Abstract:
At normal pressure, the $\mathrm{As}_2\mathrm{S}_3$ compound is the most stable equilibrium modification with
unique layered structure. The possibility of high-pressure polymorphism of this substance
remains questionable. Our research showed that the $\mathrm{As}_2\mathrm{S}_3$ substance was metastable under pressures $P> 6$ GPa decomposing into two high-pressure phases: $\mathrm{As}_2\mathrm{S}_3\to\mathrm{AsS}_2+\mathrm{AsS}$.
New $\mathrm{As}\mathrm{S}_2$ phase can be conserved in the single crystalline form in metastable state at room pressure up to its melting temperature ($470$ K).

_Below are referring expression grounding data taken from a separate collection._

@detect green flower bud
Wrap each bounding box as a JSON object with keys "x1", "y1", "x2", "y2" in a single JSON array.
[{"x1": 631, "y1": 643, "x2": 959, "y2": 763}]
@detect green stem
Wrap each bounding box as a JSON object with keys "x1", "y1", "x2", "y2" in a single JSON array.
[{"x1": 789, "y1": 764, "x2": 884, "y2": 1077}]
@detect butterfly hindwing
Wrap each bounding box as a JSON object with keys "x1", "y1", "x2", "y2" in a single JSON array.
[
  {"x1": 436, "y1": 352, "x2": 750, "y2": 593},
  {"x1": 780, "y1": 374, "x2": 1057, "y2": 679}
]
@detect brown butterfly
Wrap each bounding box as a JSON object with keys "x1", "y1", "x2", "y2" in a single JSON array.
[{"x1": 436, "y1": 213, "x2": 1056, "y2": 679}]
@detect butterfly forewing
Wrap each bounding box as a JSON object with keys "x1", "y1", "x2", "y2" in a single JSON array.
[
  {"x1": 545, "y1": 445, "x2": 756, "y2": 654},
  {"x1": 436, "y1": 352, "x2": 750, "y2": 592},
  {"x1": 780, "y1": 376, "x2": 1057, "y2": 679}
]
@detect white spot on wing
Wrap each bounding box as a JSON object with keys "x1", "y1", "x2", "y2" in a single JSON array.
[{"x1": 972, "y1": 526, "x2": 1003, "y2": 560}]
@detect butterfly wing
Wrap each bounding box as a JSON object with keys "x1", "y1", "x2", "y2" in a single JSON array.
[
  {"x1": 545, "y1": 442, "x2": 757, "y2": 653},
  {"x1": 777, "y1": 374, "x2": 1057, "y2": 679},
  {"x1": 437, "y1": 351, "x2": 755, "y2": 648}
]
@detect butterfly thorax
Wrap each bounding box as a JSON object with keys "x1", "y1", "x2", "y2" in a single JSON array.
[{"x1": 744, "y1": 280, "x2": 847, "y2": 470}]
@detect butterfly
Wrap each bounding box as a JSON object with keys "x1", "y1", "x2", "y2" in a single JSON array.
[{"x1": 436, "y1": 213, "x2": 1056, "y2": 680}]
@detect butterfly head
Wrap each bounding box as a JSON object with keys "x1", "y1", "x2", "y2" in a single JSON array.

This modification has the layered structure with $\mathrm{P12}_11$
monoclinic symmetry group; the unit-cell values are
$a = 7.916(2)$ Å, $b = 9.937(2)$ Å,
$c = 7.118(1)$ Å, $\beta = 106.41^\circ$
($Z=8$, density $3.44$ g/cm$^3$). Along with the recently studied AsS
high-pressure modification, the new $\mathrm{As}\mathrm{S}_2$ phase suggests that high pressure polymorphism is a very powerful tool to create new layered-structure phases with “wrong” stoichiometry.